Dans le film de Michale Boganim, la réalisatrice franco-israélienne dela Terre outragée et auteur du documentaire remarqué Odessa… Odessa !, ce sont trois destins brisés net par la déflagration qui se croisent et se mêlent : Anya, jeune et jolie jeune femme, se marie le jour de la catastrophe. Piotr, son époux, pompier, part à l’assaut du feu au sein du réacteur et meurt, fortement irradié. Dix ans plus tard, Anya vit toujours dans la zone, comme aimantée par l’endroit, et fait visiter les lieux aux touristes étrangers, venus à Tchernobyl chercher des sensations fortes. Elle y croise un enfant à la recherche de son père mort le jour de l’explosion et un vieux monsieur qui cultive inlassablement la terre contaminée. «Le spectaculaire ne nous intéressait pas, explique Lætitia Gonzalez, la productrice de la Terre outragée pour les Films du poisson. Ce que nous voulions montrer, c’est que ce 26 avril 1986, les gens ont continué à vivre sans rien savoir. Il y a eu une vingtaine de mariages ! A l’écran, la catastrophe est invisible et pourtant, elle est là, tout le temps. On ne parle que de ça du début à la fin.» Dans le moyen métrage allemand où le héros est un enfant, Pripiat abandonnée apparaît juste comme un terrain de jeu, extraordinaire, et dangereux.
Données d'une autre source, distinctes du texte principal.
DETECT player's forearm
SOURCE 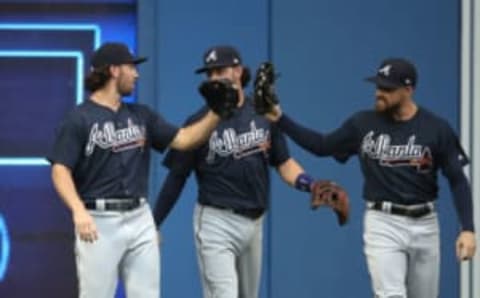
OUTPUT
[153,171,187,227]
[278,158,305,186]
[171,111,220,150]
[52,164,85,213]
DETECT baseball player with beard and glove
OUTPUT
[154,46,346,298]
[257,58,476,298]
[48,43,238,298]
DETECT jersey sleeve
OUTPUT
[436,121,475,231]
[269,125,290,167]
[47,112,87,169]
[438,124,470,172]
[145,108,178,152]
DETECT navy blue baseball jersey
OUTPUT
[289,107,468,205]
[48,100,178,199]
[164,99,290,209]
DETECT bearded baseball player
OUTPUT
[49,42,237,298]
[264,58,476,298]
[154,46,347,298]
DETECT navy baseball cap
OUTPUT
[365,58,417,89]
[195,46,242,73]
[91,42,147,68]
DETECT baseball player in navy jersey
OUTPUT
[154,46,330,298]
[49,43,226,298]
[267,58,476,298]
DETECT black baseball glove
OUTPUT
[198,79,238,119]
[253,62,278,115]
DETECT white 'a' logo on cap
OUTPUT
[205,50,217,63]
[378,64,392,77]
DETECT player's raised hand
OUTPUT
[456,231,476,261]
[73,208,98,243]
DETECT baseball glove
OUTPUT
[198,79,238,119]
[253,62,278,115]
[310,180,350,226]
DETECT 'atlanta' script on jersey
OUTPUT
[207,121,270,162]
[85,118,145,156]
[362,131,433,172]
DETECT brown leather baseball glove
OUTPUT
[310,180,350,226]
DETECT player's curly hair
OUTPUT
[240,66,252,88]
[85,65,112,92]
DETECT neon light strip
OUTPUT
[0,214,10,282]
[0,51,84,166]
[0,23,101,49]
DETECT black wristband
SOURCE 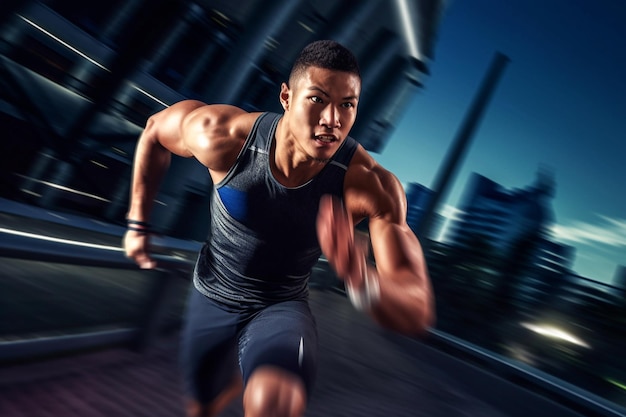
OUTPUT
[126,226,152,234]
[126,219,150,229]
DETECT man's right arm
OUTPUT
[123,100,248,268]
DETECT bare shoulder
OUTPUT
[181,104,260,176]
[344,146,406,223]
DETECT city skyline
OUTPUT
[374,0,626,283]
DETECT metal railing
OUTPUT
[0,231,193,362]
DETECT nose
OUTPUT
[320,104,341,129]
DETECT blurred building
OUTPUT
[0,0,445,237]
[405,182,444,239]
[447,171,575,308]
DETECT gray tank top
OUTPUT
[194,113,358,307]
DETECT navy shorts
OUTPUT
[180,286,317,404]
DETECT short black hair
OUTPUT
[289,40,361,84]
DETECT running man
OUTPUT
[124,41,434,417]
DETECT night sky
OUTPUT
[374,0,626,283]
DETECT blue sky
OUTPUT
[374,0,626,282]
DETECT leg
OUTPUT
[239,301,317,417]
[243,365,307,417]
[180,288,243,417]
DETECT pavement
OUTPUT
[0,199,588,417]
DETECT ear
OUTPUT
[280,83,291,111]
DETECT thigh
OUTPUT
[239,301,318,394]
[180,287,239,404]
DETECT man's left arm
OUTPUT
[317,164,435,335]
[364,213,435,334]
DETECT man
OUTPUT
[124,41,434,417]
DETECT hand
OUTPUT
[317,195,368,288]
[123,230,156,269]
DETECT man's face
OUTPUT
[281,67,361,160]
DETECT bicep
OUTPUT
[369,214,425,277]
[182,105,254,172]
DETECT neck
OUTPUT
[270,122,330,187]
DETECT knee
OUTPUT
[243,366,306,417]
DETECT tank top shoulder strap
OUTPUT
[245,112,281,153]
[330,136,359,171]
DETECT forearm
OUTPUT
[368,266,435,335]
[128,128,171,222]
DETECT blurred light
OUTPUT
[298,20,315,33]
[18,15,111,72]
[111,146,128,156]
[520,323,591,349]
[20,175,111,203]
[131,84,170,107]
[607,378,626,390]
[396,0,420,59]
[89,159,109,169]
[0,227,123,252]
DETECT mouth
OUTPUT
[313,135,337,144]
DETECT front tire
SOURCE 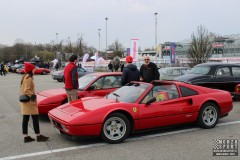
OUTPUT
[101,113,130,144]
[197,102,219,129]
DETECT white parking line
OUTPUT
[0,121,240,160]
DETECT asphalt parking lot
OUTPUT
[0,73,240,160]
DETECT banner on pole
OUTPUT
[130,38,139,62]
[170,43,176,64]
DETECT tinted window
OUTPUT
[141,84,179,103]
[232,67,240,77]
[180,86,198,97]
[78,75,97,90]
[189,66,210,74]
[216,67,231,76]
[106,83,150,103]
[169,69,180,76]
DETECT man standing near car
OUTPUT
[121,56,140,85]
[140,56,160,83]
[64,55,78,102]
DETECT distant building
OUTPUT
[173,34,240,58]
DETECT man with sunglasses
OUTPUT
[140,55,159,83]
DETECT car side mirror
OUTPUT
[146,97,156,105]
[87,86,95,91]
Scénarios sous surveillance
Les trois fictions évitent donc soigneusement le catastrophisme hollywoodien, mais aussi le piège de l’imagerie soviétique qui avait tant à cœur de vanter le courage des «liquidateurs» de Tchernobyl, ces 600 000 soldats et civils envoyés pour décontaminer le site. Mais le temps des mensonges et de la censure n’est pas tout à fait terminé, à en croire Michale Boganim. «L’image de Tchernobyl reste très contrôlée par les autorités, raconte la jeune réalisatrice qui a dû soumettre son scénario au ministère des Situations d’urgence, en charge de la zone interdite en Ukraine. Nous avons été obligés d’en écrire un autre pour qu’ils acceptent qu’on tourne ici. Et à présent, nous sommes surveillés en permanence. Officiellement, c’est pour notre sécurité. Moi, ça me fait rire. Il y a plus d’un million d’habitants qui vivent dans des zones contaminées, tout autour de la zone interdite. Et ça, tout le monde s’en fiche.»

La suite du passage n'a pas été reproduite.